Deep Woods, the Appalachian Gametophyte, and Ohio Geobotany


Vaccinium vacillans

While most blueberries you can buy at the store are Vaccinium corymbosum, or highbush blueberries, this native lowbush blueberry, Vaccinium vacillans, taste just as good.

Quercus montana

For some reason squirrels prefer to eat chestnut oak acorns immediately rather than caching them like other acorns such as red oak.

Rhododendron maximum

Rhododendron means “rose tree” in Greek, although this species is commonly called “great laurel”.

Oxydendrum arboreum

As the common name “sourwood” almost suggests, the leaves of this tree are sour. On the other hand, the unique and sweet honey produced with the nectar from its flowers is greatly sought after.


Adiantum pedatum

Maidenhair ferns have arc-shaped monomorphic fronds, and false indusiums. They are a decently common houseplant, although end up quickly dying at the hands of inexperienced botanists.

Osmunda claytoniana

Sensitive ferns have holodimorphic bipinnatifid fronds with peltate indusium. This species is not only very sensitive to frost, but also drought.

Osmunda cinnamomea

Cinnamon ferns are holodimporphic with pinnate-pinnatifid fronds. This species can grow very tall, reaching ~6 feet in the right conditions.

Polystichum acrostichoides

Christmas ferns are heteromorphic with pinnate fronds and peltate indusiums. This is one of the most common species in the state.

Vittaria appalachiana

The Appalachian gametophyte is unique as it lacks sporophytes other moss species use to reproduce. Instead of being made up of the gametophyte and sporophyte duo like normal, this species only uses its gametophytes to spread itself in sandstone caves. While too large for long-distance wind dispersal, the gemmae of Appalachian gametophyte are probably spread in short distances through water, wind, and animals. It has been found that these animals that disperse gemmae in bryophytes can even include small organisms like slugs, and ants. The slow rate of dispersal by this species is demonstrated by its lack of existence in past glaciated regions of the state. While the species has been shown to be able to survive in these regions, they have not naturally spread leading to the conclusion that they lost their sporophytes that aided with dispersal sometime after the last ice age. This species is not likely being supported by long-distance fertilization by other species due to past allozyme studies showing no hybridization. The most likely explanation for this species current range is that the species previously had sporophytes that allowed it to disperse across the Appalachian Mountains when the climate was warmer.

Invasive Species

Lysimachia nummularia 

Creeping jenny is a species native to Europe and Asia that can now be found spread along the ground in moist regions of the state. The use of this species in landscaping has likely contributed to its invasion of the state. They outgrow native ground cover species, and can be managed by manual removal, and herbicide sprays.

Rosa multiflora

Multiflora rose is an invasive species found in 44 US states. Its vigorous growth and high habitat tolerance have made it a recipe for growing out of control. While they do outcompete native shrubs for real estate, this species does provide cover and food for many animal species. Physical removal of this species will combat its spread, as well as applying chemical treatments.
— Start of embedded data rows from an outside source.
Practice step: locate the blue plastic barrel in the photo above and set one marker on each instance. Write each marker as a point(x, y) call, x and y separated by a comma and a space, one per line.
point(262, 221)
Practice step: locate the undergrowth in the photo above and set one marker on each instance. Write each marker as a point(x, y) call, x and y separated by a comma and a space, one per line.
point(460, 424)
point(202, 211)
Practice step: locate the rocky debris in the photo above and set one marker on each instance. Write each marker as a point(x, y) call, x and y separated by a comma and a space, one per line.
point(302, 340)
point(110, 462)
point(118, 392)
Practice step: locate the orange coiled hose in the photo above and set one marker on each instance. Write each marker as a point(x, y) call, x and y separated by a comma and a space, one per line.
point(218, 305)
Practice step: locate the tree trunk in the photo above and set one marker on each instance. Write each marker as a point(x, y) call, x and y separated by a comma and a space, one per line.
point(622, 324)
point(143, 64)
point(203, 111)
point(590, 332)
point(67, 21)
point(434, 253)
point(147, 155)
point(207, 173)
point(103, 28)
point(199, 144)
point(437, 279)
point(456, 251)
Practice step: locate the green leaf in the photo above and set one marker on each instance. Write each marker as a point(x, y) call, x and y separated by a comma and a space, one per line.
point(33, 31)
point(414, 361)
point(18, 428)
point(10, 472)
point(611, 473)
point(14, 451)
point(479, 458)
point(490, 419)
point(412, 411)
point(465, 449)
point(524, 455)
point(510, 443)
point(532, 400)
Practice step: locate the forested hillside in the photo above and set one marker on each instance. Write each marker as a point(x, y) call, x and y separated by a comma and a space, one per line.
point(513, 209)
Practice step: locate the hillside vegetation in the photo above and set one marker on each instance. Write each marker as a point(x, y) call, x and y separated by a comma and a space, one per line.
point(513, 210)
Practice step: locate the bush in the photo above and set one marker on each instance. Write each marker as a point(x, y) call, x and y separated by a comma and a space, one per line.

A Couple of Native Tree Species

Tsuga canadensis

The bark of eastern hemlock is dark and scaly in texture, making it easily distinguishable in most environments.
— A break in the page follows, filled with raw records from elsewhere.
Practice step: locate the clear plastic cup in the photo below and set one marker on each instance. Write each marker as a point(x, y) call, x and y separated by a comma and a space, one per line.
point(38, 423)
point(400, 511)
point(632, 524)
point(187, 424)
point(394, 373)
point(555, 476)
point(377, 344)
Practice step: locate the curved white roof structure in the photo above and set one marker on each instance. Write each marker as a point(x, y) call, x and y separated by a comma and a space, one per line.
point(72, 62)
The needles of eastern hemlock are very small and flat in relation to other coniferous tree species. Their needles undersides are a grayish color and they possess smaller cones than their relatives. This species love of acidic soils may have led them to become the state tree of Pennsylvania.

Fagus grandifolia

Opposite of eastern hemlock, the bark of American beech is light and smooth, often making it a common target of cringey couples carving their initials into them.

American beech trees have alternate, simple leaves that are very toothy. Their buds are orange and color and very scaled. American beech is easily recognizable in the winter when their leaves turn orange and dry, yet some remain on the branch. A very weird characteristic for a deciduous species in Ohio.